Putting aside the dubious psychology, Maciag has opened a very interesting subject, and his analysis is not entirely incorrect. The subject is confusing because the phrase natural law can cover much territory—a fact he never acknowledges. His claim that natural law was largely absent from the American context before the 1950s is only true if one means the narrowest definitions that attach it to a Thomistic tradition. But before Darwin, at least, most American intellectuals would have accepted the idea of an orderly universe and maintained that by studying the universe one can understand the laws that govern it, including moral laws. The rejection of those more basic ideas in the late nineteenth and early twentieth centuries certainly problematized the broad consensus and probably served as a necessary condition for the subsequent rise of a more particular version of natural law.

This Catholic version of natural law emerged with great intellectual energy in the 1950s, and people like Russell Kirk (who would only later become a Catholic) incorporated Burke into their account of the tradition. It is a very interesting and serious question as to whether the natural law advocates of the 1950s were correct in their interpretation of Burke. I don’t think they were—or at least one can claim that they were creating a patrimony for their ideas rather than discovering one. The Burke who emerged as the “father of American Conservatism” was an excessively narrow version of the thinker, and the intellectual and political success of this myth of Burke had many long-term effects, including causing liberals and conservatives alike to ignore the complexity of the man.

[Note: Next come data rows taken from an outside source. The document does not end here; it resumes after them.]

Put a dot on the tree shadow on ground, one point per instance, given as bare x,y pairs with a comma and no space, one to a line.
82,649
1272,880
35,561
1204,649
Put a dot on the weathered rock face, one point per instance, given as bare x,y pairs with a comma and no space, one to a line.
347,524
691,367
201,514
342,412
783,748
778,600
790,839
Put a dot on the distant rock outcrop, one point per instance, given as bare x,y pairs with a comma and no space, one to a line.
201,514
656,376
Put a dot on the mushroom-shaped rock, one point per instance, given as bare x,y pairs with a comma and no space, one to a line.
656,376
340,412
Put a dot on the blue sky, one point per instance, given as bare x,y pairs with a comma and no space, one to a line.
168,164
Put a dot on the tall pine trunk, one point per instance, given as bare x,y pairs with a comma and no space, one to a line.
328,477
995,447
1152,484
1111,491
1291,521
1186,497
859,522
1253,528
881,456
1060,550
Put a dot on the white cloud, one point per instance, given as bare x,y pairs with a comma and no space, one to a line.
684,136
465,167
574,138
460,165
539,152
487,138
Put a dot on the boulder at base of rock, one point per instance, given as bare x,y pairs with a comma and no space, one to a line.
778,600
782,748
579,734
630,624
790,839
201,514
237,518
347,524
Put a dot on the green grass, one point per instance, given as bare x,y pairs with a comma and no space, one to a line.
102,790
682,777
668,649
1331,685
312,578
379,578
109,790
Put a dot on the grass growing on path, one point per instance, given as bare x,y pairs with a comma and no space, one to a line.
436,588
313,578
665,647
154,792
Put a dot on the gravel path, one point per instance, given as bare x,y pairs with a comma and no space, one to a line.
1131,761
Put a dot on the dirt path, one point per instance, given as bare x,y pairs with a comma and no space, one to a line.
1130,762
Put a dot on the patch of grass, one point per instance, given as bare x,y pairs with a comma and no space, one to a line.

More troubling, Burke became a sort of totem. All manner of people on the right would invoke him or quote him without making any attempt to understand him. He became an abstraction—the worst historical fate for the author of Reflections. In the course of many crises, and in defense of many small crusades, Burke’s name and select quotations were deployed to give intellectual backing and to rally the troops. And so there is something serious for the author to examine here.

Unfortunately, Maciag’s examination of the conservative Burkeans is clumsy and often unfair. His discussion of the work of Bruce Frohnen, for instance, seems perversely intent on misunderstanding. Indeed, at the real heart of this book, where a liberal engagement with conservatives about Burke might have been possible and productive, the author treats serious scholars in caricatures (at best), failing utterly to draw out the complexity of their claims and missing the primary thrust of their arguments. It is as though the very definitions he provides for liberals (open, tolerant, willing to change, dedicated to reason) and conservatives (closed, seeking to prevent change, fearful, rejecting reason) forces his tone and his conclusion. “Conservatives yearn for a society that . . . remains fundamentally unchanged.” Really? Where are these conservatives? Because “the United states was founded upon principles of ‘fresh start’ liberalism,” it follows that conservatives are hostile to the very essence of the American project or mission. This is argument by labels, not evidence.

Burkean conservatives ought to take seriously the basic questions behind Maciag’s critique concerning the use and appropriation of Burke to modern America. But this examination, if it is to be done well, must stress the complexity of both America and Burke, must take seriously historical contingency, the openness of the future, the overwhelming and unknowable power of the past (only partially expressed as history) on the present and the near future. I suspect that we need not only a good Burkean critique of this book but a good Burkean critique of American conservatism as well.

Ted V. McAllister was the Edward L. Gaylord Chair and professor of public policy at Pepperdine School of Public Policy.